Developing Domain-Specific Languages with Xtext

Domain-Specific Languages (DSL) have become an ubiquitous tool to provide powerful abstractions for specific use cases. They did not only become mainstream since Martin Fowler has released his latest book on that topic [1] but popular frameworks such as Spring Roo [2], Apache Camel [3], or Grails [4] make heavy use of these specialized little languages that are tailored to a particular purpose. These examples illustrate that there are sweet spots for DSLs in commonly used frameworks. The real power of DSLs is unveiled when they are custom-made for real-world projects, tough. In such narrow environments, DSLs can be used to describe main viewpoints of very specific systems. These often involve legacy infrastructure and proprietary protocols that are not handled by widely applicable frameworks and from-the-shelf solutions.

An important question to consider is whether developing and maintaining a dedicated, focused and inherently specific language is really worth the effort? Isn’t language design something complicated that only parser-gurus can handle? And what about IDE support? Today’s sophisticated programmers demand top-notch editing facilities, so even if we can afford to develop a DSL, can we really achieve effective IDE integration?

Eclipse Xtext is a framework that makes developing DSLs a breeze. It facilitates agile, iterative evolution; and the output is not only the infrastructure to parse the files of your newly created language, but a sophisticated IDE with code highlighting, code completion, and error checking for the new DSL. Xtext is a mature framework used in research and industry by companies such as Oracle, Google, BMW and many more. The community is vibrant with many friendly people willing to help in the forum and there’s even XtextCON, an annual three-day conference where users and developers come together to learn about and discuss the framework.

In his book on DSLs, Martin Fowler motivates the topic with a small example DSL, which he uses to explain different techniques, patterns and approaches for implementing internal as well as external DSLs (see box). In this article you will learn how to implement Fowler’s secret compartment state machine in a couple of minutes using Xtext.

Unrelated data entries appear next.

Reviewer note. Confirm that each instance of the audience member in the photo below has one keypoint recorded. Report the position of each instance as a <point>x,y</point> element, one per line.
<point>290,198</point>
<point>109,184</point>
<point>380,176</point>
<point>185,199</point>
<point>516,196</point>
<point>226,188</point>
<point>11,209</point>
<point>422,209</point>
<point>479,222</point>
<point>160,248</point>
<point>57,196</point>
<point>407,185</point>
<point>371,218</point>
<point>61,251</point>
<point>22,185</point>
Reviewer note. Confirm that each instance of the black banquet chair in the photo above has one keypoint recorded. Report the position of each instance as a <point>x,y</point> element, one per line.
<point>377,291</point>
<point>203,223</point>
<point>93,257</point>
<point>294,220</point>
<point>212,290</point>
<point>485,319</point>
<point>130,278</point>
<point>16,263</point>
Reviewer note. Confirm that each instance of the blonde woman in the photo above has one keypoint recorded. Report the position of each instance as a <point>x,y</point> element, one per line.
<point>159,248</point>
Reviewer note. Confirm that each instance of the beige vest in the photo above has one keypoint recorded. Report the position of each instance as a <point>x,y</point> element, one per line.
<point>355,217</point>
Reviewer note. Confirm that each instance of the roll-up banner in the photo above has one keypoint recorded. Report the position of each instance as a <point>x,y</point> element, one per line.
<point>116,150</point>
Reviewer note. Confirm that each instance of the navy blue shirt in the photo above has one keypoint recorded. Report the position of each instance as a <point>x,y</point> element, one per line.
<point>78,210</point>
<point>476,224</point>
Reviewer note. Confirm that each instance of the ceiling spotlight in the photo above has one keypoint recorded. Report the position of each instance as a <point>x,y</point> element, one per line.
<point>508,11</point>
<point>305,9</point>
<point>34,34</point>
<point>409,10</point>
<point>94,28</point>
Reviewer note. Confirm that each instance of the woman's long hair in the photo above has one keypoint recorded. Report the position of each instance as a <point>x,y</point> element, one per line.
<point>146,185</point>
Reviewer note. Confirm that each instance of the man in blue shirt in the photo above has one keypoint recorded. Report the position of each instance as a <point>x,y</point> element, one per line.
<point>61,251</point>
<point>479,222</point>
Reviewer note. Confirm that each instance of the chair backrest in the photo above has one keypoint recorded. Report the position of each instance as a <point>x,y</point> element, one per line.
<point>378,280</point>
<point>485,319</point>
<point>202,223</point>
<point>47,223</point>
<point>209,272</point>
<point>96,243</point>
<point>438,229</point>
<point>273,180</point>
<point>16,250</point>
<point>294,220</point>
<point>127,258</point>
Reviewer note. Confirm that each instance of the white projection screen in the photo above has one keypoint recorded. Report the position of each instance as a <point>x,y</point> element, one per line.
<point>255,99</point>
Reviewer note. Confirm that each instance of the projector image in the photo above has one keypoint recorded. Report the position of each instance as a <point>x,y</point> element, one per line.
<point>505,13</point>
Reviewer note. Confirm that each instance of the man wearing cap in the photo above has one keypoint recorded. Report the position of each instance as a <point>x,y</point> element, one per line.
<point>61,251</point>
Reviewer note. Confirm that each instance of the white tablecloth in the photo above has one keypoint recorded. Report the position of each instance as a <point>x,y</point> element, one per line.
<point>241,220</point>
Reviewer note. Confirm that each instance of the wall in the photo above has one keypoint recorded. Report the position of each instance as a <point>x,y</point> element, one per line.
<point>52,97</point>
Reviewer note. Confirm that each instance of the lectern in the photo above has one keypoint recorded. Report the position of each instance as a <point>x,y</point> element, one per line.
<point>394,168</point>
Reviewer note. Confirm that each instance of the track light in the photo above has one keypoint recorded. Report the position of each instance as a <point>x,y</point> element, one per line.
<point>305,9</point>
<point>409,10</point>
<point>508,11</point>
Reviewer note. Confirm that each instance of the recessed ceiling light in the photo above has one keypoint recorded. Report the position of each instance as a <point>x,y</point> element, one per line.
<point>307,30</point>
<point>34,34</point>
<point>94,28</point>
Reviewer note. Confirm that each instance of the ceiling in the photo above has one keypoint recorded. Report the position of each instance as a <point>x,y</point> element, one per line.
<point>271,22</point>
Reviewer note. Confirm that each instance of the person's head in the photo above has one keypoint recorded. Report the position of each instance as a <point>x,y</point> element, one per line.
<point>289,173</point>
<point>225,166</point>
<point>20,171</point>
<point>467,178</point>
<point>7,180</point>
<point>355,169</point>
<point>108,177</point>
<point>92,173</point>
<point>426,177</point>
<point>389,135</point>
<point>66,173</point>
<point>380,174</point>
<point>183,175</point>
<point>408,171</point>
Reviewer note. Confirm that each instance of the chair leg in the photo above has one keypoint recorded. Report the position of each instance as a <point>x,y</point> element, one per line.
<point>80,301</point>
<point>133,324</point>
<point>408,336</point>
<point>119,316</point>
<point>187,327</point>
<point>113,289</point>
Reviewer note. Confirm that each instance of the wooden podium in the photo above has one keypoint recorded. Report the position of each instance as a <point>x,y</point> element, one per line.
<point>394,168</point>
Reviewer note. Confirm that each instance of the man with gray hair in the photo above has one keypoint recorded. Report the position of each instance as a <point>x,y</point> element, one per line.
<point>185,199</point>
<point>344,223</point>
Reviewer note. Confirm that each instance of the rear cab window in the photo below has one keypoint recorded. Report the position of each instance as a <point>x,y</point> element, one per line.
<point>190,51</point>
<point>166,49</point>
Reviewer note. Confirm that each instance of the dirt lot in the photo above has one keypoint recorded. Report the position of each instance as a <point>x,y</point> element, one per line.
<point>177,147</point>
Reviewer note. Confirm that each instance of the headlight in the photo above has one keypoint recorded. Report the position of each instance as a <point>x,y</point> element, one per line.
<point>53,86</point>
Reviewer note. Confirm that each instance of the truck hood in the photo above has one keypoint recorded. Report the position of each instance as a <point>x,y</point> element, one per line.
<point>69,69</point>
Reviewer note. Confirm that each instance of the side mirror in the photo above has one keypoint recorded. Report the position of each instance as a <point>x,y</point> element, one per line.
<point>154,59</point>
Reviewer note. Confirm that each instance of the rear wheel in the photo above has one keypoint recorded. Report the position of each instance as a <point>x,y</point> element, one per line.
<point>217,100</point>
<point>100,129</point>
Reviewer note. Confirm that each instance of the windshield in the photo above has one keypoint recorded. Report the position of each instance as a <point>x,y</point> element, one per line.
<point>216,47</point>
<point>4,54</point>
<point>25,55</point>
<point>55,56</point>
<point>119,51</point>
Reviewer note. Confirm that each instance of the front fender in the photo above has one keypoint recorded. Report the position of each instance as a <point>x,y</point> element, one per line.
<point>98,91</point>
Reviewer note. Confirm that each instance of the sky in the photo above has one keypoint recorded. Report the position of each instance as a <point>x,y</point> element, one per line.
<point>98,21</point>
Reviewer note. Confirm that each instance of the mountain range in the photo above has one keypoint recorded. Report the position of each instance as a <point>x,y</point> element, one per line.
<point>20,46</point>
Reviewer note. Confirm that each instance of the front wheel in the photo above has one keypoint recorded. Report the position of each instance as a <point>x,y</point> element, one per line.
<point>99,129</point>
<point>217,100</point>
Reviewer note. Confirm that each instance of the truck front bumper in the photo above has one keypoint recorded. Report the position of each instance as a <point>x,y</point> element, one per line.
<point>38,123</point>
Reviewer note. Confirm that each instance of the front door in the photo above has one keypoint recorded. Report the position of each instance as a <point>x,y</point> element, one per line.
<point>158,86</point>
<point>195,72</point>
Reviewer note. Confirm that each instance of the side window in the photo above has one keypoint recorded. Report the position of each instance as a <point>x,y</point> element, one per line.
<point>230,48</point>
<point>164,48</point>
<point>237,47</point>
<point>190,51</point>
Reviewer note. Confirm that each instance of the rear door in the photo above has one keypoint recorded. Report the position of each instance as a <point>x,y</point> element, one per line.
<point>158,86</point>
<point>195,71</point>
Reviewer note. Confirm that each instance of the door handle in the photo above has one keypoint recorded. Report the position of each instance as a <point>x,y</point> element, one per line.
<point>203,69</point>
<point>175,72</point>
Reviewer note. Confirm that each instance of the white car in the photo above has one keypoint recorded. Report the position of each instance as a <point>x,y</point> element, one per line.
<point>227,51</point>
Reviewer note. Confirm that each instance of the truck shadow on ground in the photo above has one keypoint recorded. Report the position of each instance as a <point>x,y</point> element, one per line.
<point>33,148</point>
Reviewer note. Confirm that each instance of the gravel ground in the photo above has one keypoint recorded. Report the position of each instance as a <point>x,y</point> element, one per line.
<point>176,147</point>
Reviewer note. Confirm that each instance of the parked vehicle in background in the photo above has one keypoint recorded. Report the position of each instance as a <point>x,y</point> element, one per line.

External and Internal DSLs
A domain-specific language can be defined in two ways. One approach is to make use of the syntactic flexibility of a programming language to define an API, where the client code looks like it is written in a completely different language. This is quite hard with rigid languages like Java but some languages like Ruby provide enough syntactic flexibility, such that code can really look like it was written in a language of its own. A second approach is to us an external DSL that is not embedded in another host language but explicitly defined using a parser generator or something similar. DSLs developed with Xtext are all external DSLs. Both approaches have advantages and disadvantages and it is a good idea to know about both. However, most commonly cited disadvantages of external DSLs have been eliminated by Xtext.

The Example

Imagine you are running a company, called "Gothic Security", which specializes in developing security systems for secret compartments. You have many customers and you want to be able to easily define and reconfigure the security systems for your customer’s secret compartments. So you need a concise way to define such security systems: a domain-specific language.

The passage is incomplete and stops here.